デンジと姫野が致命傷を負い、パワーも姫野の止血に追われていると、早川アキがサムライソードによって殺されそうになってしまう。
姫野は、幽霊の悪魔に「自分の全部をあげるから、ゴーストの全部を使わせて」という契約を結び、はじめて全身をあらわにした幽霊の悪魔の猛攻により、サムライソードを圧倒する。
しかしゴーストの無数の腕を行使するうちに、姫野の身体は文字どおり次々と消えていってしまう。

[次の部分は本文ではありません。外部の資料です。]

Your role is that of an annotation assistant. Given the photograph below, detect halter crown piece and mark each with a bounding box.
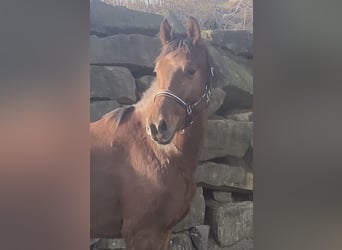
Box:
[154,67,214,128]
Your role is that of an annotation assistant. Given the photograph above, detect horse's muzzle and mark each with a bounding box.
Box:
[146,120,175,145]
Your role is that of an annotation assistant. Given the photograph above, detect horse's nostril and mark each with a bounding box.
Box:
[149,123,158,136]
[158,120,167,134]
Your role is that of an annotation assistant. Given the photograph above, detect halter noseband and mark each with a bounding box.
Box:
[154,67,214,128]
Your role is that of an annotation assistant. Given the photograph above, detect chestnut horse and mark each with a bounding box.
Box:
[90,17,211,250]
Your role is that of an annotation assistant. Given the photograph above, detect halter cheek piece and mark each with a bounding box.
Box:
[154,67,214,129]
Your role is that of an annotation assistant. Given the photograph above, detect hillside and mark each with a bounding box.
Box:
[102,0,253,32]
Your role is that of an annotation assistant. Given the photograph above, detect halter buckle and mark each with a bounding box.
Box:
[186,105,192,115]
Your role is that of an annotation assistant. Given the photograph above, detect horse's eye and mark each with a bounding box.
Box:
[185,68,196,76]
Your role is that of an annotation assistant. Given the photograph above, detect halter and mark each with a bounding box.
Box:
[154,67,214,128]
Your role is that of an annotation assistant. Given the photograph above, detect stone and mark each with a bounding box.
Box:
[90,34,161,70]
[96,239,126,250]
[90,101,120,122]
[90,66,136,104]
[164,10,186,34]
[169,231,193,250]
[195,162,253,191]
[208,238,253,250]
[173,187,205,232]
[202,30,253,58]
[206,201,253,246]
[135,76,156,99]
[208,88,226,116]
[190,225,210,250]
[200,119,253,161]
[213,191,233,202]
[90,0,163,36]
[206,43,253,95]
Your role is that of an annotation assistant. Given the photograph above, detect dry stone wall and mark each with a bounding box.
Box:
[90,0,253,250]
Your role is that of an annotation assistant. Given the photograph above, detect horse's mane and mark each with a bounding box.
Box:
[137,36,193,110]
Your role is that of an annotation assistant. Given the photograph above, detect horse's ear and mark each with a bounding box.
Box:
[159,18,173,45]
[187,16,201,46]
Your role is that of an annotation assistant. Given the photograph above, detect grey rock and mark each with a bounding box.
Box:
[90,0,163,36]
[190,225,210,250]
[173,187,205,232]
[96,239,126,250]
[90,34,161,71]
[207,43,253,94]
[208,238,253,250]
[202,30,253,58]
[90,66,136,104]
[90,101,120,122]
[213,191,233,202]
[195,162,253,191]
[169,232,194,250]
[208,88,226,116]
[200,119,253,161]
[207,201,253,246]
[164,10,186,34]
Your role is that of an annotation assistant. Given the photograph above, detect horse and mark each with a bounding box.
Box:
[90,17,211,250]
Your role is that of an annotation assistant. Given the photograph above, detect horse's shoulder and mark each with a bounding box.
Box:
[102,105,135,126]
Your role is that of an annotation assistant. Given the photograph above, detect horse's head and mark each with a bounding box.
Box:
[146,17,210,144]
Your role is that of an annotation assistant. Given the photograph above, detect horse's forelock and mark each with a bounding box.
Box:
[155,38,193,65]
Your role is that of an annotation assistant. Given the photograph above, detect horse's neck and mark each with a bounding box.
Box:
[175,108,208,161]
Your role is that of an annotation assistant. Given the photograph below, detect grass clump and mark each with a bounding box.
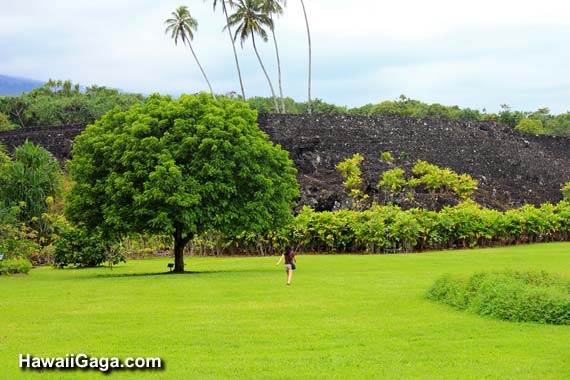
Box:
[427,271,570,325]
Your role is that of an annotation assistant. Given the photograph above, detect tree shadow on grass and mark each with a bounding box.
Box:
[83,269,271,278]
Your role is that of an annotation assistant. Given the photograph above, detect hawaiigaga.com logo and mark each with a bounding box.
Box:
[19,354,164,372]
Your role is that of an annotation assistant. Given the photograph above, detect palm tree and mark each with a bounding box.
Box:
[261,0,287,113]
[165,6,216,99]
[301,0,311,115]
[228,0,279,112]
[204,0,247,102]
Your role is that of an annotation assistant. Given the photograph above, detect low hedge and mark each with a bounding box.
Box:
[427,271,570,325]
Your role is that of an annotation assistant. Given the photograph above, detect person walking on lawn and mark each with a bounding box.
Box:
[275,245,296,285]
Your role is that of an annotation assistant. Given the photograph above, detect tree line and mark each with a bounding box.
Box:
[0,79,144,131]
[0,79,570,136]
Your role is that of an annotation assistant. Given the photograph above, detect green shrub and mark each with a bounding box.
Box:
[0,258,32,275]
[53,228,125,268]
[427,271,570,325]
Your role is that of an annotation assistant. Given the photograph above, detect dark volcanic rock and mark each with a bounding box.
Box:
[0,114,570,210]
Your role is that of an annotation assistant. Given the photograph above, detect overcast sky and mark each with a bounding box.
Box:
[0,0,570,113]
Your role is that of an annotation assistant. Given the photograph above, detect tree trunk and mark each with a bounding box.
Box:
[270,16,287,113]
[222,0,247,102]
[173,227,192,273]
[251,34,279,113]
[301,0,312,115]
[188,42,216,99]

サムライソードをあと一歩まで追い詰めるものの、沢渡アカネの蛇の悪魔によってゴーストが破られてしまう。
最期に姫野が言い遺したのは、好きな人への告白でも、別れの言葉でもなく「アキ君は死なないでね…」「私が…死んだときさ…泣いて欲しいから」だった。
そうして、彼女のいた場所には服しか残らなかった。
姫野が消えたあとで、弱々しいゴーストの腕がデンジのスターターを引いたのは、姫野の想いがデンジに後を託したからだろうか。それとも…
↓さらにネタバレ注意↓
「ヘビ、吐き出し」
後の4巻と5巻において、早川アキは沢渡アカネと再び対決することになる。
蛇の悪魔の力によって操られた幽霊の悪魔がアキに襲いかかり、ゴーストの手数の多さに苦戦を強いられる。
とうとう首を締め上げられて死んでしまうかに思われたアキだったが、唐突に幽霊の悪魔は手をゆるめた。
困惑するアキの目の前にゴーストの腕がのびると、彼に一本の煙草を返したのだった。
それは、己のすべてを悪魔に捧げてしまった姫野のなかで唯一自分のものではない、かつて早川アキから預かっていた煙草。
easy revenge!
(気楽に復讐を!)
煙草に書かれていたその言葉をうけて、幽霊の悪魔は恐怖心を抱かなければ認識されないことを思い出すと、無傷でゴーストを仕留めたのだった。